Soulmate
“Lah … kenapa ada Panjull disini?!” tanya Santi dengan nada terkejut.
“Hah?? Panjul??” tanya Aldo panik karena mobil yang mereka tumpangi tak bisa maju lagi.
“Iya. Aku keluar dulu,Pak!!”
“Eh, jangan!! Berbahaya!!” cegah Bima yang ketakutan.
“Itu soulmate aku kok, Pak!” kata Santi seraya membuka pintu mobil.
“Dia bilang apa barusan?? Soulmate?” tanya Bima tak percaya.
“Ya, sepertinya begitu,” jawab Aldo yang terperangah ketika Santi malah memeluk hewan jorok yang ada di depan mobil mereka.
“Panjuuuullll!!! Kamu kangen sama aku, ya?? Kok bisa tau aku ada di mobil itu, sih?? Kamu itu kerbau, kok penciumannya udah kayak anjing pelacak, sih??” tanya Santi beruntun, berbicara seperti kepada manusia.
Aldo sampai menoleh ke belakang dan saling berpandangan dengan Bima yang terlihat shock. Bagaimana bisa dia mempunyai seorang sekretaris seudik itu?

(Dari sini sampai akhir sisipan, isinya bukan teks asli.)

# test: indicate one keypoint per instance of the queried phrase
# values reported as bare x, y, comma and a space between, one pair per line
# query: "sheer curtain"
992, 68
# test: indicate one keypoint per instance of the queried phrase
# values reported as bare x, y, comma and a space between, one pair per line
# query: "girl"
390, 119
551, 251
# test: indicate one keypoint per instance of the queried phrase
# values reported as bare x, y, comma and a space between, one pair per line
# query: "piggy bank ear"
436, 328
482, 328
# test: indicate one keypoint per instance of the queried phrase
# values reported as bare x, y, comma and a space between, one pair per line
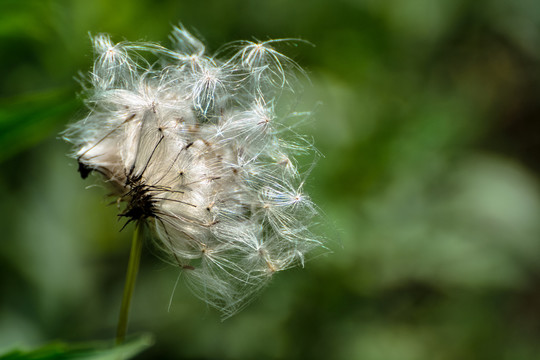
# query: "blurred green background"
426, 112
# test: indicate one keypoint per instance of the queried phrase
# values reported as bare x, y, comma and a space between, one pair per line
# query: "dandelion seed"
193, 149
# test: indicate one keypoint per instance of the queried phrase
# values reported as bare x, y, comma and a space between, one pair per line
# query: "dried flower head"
192, 146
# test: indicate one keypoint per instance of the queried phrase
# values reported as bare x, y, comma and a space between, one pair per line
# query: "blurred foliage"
59, 351
426, 113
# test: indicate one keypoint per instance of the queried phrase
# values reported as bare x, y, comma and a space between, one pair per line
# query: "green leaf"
89, 351
26, 120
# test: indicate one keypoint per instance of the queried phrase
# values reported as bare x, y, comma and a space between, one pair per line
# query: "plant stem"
131, 276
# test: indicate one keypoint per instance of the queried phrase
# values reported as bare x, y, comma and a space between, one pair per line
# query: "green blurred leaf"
26, 120
91, 351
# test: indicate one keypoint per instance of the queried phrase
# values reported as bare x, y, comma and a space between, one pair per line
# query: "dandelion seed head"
193, 147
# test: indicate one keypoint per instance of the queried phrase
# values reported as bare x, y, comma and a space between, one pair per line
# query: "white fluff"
194, 149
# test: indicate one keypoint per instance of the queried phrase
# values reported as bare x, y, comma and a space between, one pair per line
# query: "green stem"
133, 268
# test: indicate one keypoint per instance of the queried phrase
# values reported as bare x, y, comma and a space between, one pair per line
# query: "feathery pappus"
192, 147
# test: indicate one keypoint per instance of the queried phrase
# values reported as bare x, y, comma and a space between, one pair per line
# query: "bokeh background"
427, 114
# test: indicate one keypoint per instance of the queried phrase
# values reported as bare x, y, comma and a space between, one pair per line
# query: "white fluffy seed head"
194, 149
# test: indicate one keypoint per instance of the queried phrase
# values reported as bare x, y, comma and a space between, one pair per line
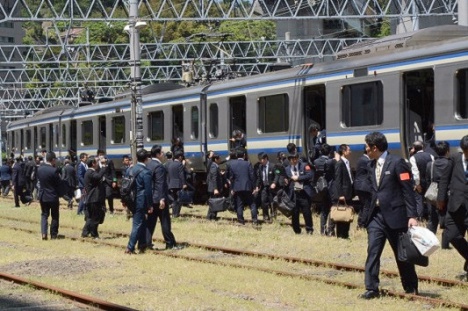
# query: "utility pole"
136, 114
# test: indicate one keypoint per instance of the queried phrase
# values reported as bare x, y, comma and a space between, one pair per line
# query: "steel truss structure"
43, 75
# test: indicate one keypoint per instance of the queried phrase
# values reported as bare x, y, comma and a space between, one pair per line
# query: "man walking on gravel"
144, 202
49, 177
392, 210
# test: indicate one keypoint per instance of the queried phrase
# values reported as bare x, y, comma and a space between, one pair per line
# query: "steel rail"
84, 299
432, 301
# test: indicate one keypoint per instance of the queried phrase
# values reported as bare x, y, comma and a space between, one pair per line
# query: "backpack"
128, 191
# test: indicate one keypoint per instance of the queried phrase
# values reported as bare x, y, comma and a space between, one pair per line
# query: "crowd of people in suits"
387, 191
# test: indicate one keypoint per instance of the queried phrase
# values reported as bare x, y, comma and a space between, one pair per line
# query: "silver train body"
398, 85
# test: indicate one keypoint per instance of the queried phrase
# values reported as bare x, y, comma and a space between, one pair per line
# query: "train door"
418, 107
102, 134
237, 111
314, 112
178, 122
73, 133
50, 146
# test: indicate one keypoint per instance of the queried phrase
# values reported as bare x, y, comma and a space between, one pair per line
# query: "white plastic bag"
426, 241
78, 194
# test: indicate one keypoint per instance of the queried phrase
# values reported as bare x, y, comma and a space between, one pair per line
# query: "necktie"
466, 170
378, 171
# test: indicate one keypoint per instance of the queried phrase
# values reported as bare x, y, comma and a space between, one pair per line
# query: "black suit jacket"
395, 192
214, 178
49, 178
175, 174
360, 180
343, 184
95, 185
18, 179
454, 180
241, 175
159, 177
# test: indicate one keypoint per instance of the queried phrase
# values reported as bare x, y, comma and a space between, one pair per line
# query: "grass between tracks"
152, 282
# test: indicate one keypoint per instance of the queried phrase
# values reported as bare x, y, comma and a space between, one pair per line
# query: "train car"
404, 86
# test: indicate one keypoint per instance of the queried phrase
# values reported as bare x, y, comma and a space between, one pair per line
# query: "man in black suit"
325, 166
143, 204
214, 182
241, 176
95, 196
19, 183
176, 180
49, 178
362, 188
455, 180
344, 187
300, 175
160, 200
264, 182
391, 212
69, 179
110, 179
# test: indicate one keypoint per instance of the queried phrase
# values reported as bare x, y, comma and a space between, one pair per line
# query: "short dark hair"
262, 155
377, 139
156, 149
91, 161
418, 145
291, 147
142, 155
441, 148
464, 143
50, 156
342, 149
325, 149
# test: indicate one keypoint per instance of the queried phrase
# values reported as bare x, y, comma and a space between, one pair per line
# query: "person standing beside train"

Berteman dengan seekor kerbau? Itu benar-benar di luar prediksinya.
“Pak, kalian ikuti aku aja! Aku mau naik Panjul dari sini ke rumah. Udah deket, kok!” seru Santi dari luar mobil.
Aldo hanya mengacungkan jempol pertanda setuju dari dalam. Hatinya juga masih belum bisa menerima persahabatan antara manusia dengan kerbau. Apalagi kerbau yang dari tadi dipanggil dengan sebutan Panjul itu tampak menurut pada Santi.
“Aku pikir cerita anak penggembala itu hanya sekedar dongeng, ternyata ada versi aslinya juga??” gumam Bima pasrah saat melihat Santi naik ke punggung si kerbau dengan wajah yang berbinar.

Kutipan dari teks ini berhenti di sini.